世界中の驚異の瞬間を捉えるため、ロータリー会員がカメラを構えたその先には何が写ったのでしょうか  

写真史上最も記憶に残る一枚についてのストーリです。パリのサン・ラザール駅の後ろで、男が大きな水たまりを飛び越えようとしています。彼は決して向こう岸までたどり着くことはできませんが、水面に着地する直前のその一瞬、彼は空中に浮かび上がり、水面に映る彼の交差した足が映し出されています。これを捉えた写真家は決定的瞬間だと思いましたが、そのようなタイトルにはしませんでした 

1952年、フランスの写真家アンリ・カルティエ・ブレッソンは、自身の作品集を『Images à la Sauvette(逃げ去るイメージ)』というタイトルで出版しました。アメリカの出版社は、そのタイトルが気に入らず、代わりに、本書の序文に17世紀の回想録作家、レツ枢機卿のエピグラフを採用しました:「この世に、決定的な瞬間を持たないものは何一つない」  

カルティエ・ブレッソンは、特にそのフレーズが彼を代表するようになってしまったため、英語のタイトル『The Decisive Moment(決定的瞬間)』を好みませんでした。しかし、それは彼がほかの場所で述べた「写真とは、一瞬にして永遠を捉えることができる」という言葉を正確に反映していました。そして、このフレーズは世代を越えて写真家たちの指針となったのです。その中には、今年の写真コンテストで取り上げられたロータリアンたちも含まれるかもしれません。
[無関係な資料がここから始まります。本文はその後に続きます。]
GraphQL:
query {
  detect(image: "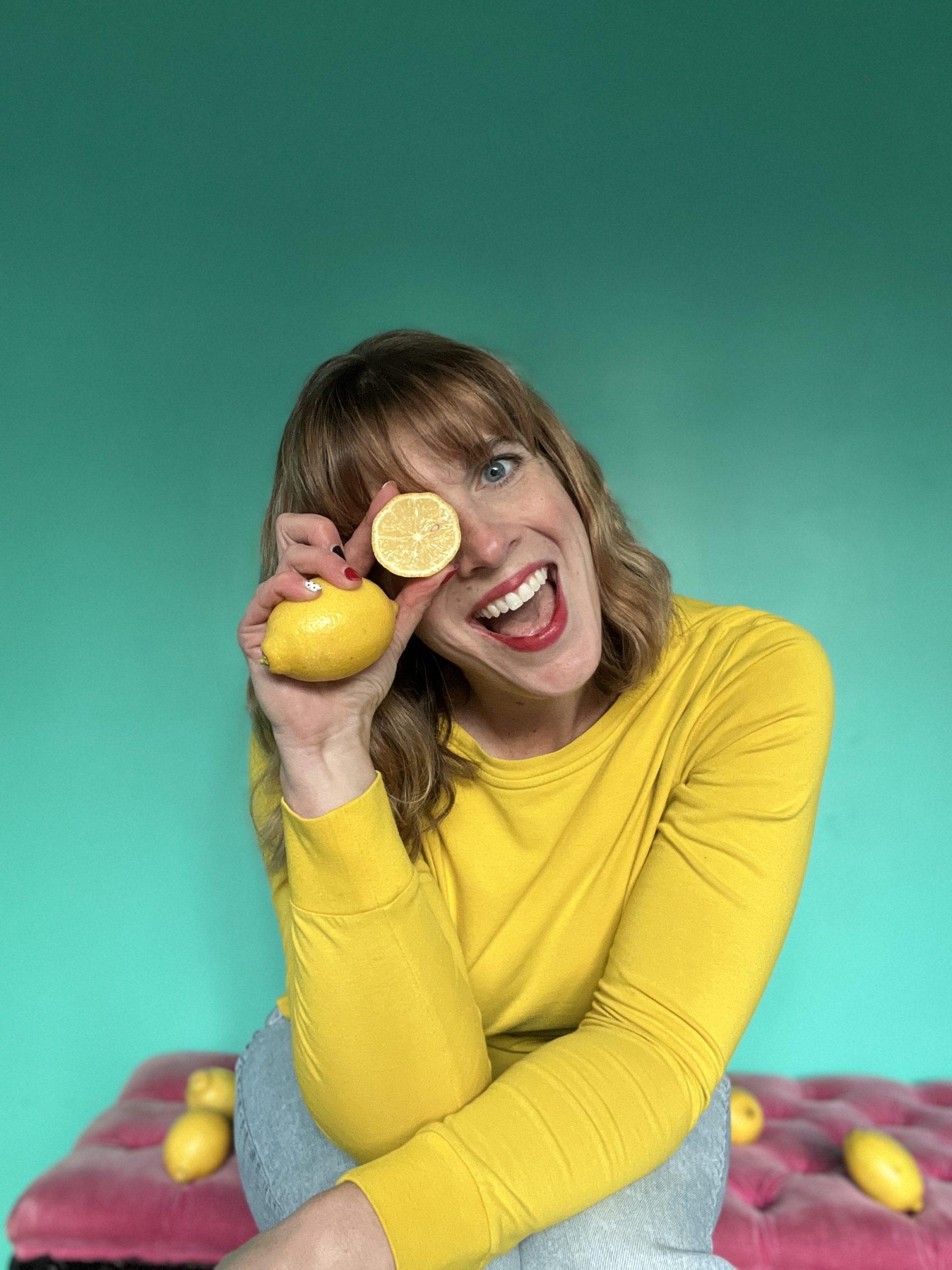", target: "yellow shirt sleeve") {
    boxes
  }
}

アドリア海の赤い屋根の町の上空に水柱が渦巻く様子、中西部の祭りで大きな火花が散る瞬間、ボツワナの泥沼を跳び越える白い牙のイボイノシシなど。

これらはすべて「決定的瞬間」です。 

カルティエ・ブレッソンはまた、「人間の顔の表情よりも儚いものとは何だろうか」と問いました。その答えは、今年の「世界を変える行動人」部門の受賞作品をご覧ください。2人のロータリアンが調和の崇高な瞬間を共有している様子です。フランス人写真家がそのような瞬間を明確に表現したように、生きる行為そのものが生命として捉えられた瞬間です。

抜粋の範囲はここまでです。